Sommersession 2017 – «In puncto… Kindsköpfe» – Der Kommentar zum Abstimmungsverhalten

Bildlegende:Kommentar zur Sommersession 2017 von CVP-Präsidenten Gerhard Pfister: «In puncto… Kindsköpfe»
Der Nationalrat lieferte während der Sommersession wieder einmal den Beweis, dass es auch in der Politik nicht immer nur um das sachlich Richtige, sondern auch um Eitelkeiten, Profilierungsneurosen und Neid geht.

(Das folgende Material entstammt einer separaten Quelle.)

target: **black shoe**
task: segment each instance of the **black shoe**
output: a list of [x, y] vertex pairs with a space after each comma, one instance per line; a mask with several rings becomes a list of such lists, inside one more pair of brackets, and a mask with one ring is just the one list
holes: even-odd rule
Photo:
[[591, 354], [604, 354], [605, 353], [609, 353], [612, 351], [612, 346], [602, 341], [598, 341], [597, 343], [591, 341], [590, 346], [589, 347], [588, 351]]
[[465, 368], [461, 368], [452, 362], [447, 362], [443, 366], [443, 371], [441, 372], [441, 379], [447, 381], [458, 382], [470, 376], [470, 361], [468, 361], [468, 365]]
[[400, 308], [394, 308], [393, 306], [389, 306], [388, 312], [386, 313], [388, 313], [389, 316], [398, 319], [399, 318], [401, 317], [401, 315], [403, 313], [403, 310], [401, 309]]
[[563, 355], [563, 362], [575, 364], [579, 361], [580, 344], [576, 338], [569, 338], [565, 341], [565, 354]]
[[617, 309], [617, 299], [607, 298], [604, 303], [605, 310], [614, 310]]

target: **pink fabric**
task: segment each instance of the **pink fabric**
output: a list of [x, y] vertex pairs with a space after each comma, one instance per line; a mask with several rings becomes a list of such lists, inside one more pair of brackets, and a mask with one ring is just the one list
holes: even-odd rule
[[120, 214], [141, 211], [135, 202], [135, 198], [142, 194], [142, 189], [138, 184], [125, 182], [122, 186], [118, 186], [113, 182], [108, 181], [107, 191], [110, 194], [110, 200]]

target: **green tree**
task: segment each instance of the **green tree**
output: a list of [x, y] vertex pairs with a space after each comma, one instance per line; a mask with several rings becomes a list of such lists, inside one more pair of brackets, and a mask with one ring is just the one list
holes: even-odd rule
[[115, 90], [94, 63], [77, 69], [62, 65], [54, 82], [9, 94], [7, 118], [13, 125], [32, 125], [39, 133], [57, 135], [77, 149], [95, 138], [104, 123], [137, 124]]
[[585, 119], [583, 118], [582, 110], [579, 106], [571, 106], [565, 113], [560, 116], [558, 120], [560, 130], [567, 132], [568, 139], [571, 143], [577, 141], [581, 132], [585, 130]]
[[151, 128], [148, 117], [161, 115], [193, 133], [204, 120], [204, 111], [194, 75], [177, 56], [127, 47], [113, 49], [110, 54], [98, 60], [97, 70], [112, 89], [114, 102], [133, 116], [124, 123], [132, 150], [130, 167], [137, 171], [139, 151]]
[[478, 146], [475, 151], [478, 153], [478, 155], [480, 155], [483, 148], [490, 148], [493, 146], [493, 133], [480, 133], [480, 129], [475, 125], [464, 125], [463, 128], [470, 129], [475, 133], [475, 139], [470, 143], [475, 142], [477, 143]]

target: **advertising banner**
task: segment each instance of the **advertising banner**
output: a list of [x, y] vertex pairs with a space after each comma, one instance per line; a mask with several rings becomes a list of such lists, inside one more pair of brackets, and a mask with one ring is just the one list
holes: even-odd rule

Ein Kommentar von CVP-Präsident und Nationalrat Gerhard Pfister, Zug

Eine SP-Nationalrätin hatte vor Monaten einen Vorstoss eingereicht, der steuerliche Erleichterungen für Startup-Unternehmen wollte. Während reine Finanzinvestoren auf ihre Kapitalgewinne keine Steuern zahlen, müssen Mitarbeiter und Eigentümer von Startups ihre Aktien als Einkommen (und Vermögen) voll versteuern. Dies ist umso problematischer, als der Wert dieser Aktien häufig stark über dem Substanzwert der Firma liegt. Aktien werden zu einem hohen Preis ausgegeben, um Kapital zu beschaffen. In neun von zehn Fällen wird dieser Preis nie erreicht. Die Mitarbeiter von Startups zahlen also Steuern auf ein Einkommen, das sie nur auf dem Papier erzielen. Dabei sollten Mitarbeiterbeteiligungen eigentlich die meist tiefen Löhne und den überdurchschnittlichen Arbeitseinsatz kompensieren (NZZ online vom 7. Juni 2017).

Unterschrieben hatten diesen Vorstoss namhafte Vertreter aus allen bürgerlichen Parteien. Damit war zu erwarten, dass im Parlament eine solide Mehrheit möglich sein würde. Belohnung von Unternehmertum, Eigenverantwortung und Innovation sind normalerweise bürgerliche Kernanliegen. Aber erstens kommt es anders, und zweitens als man denkt.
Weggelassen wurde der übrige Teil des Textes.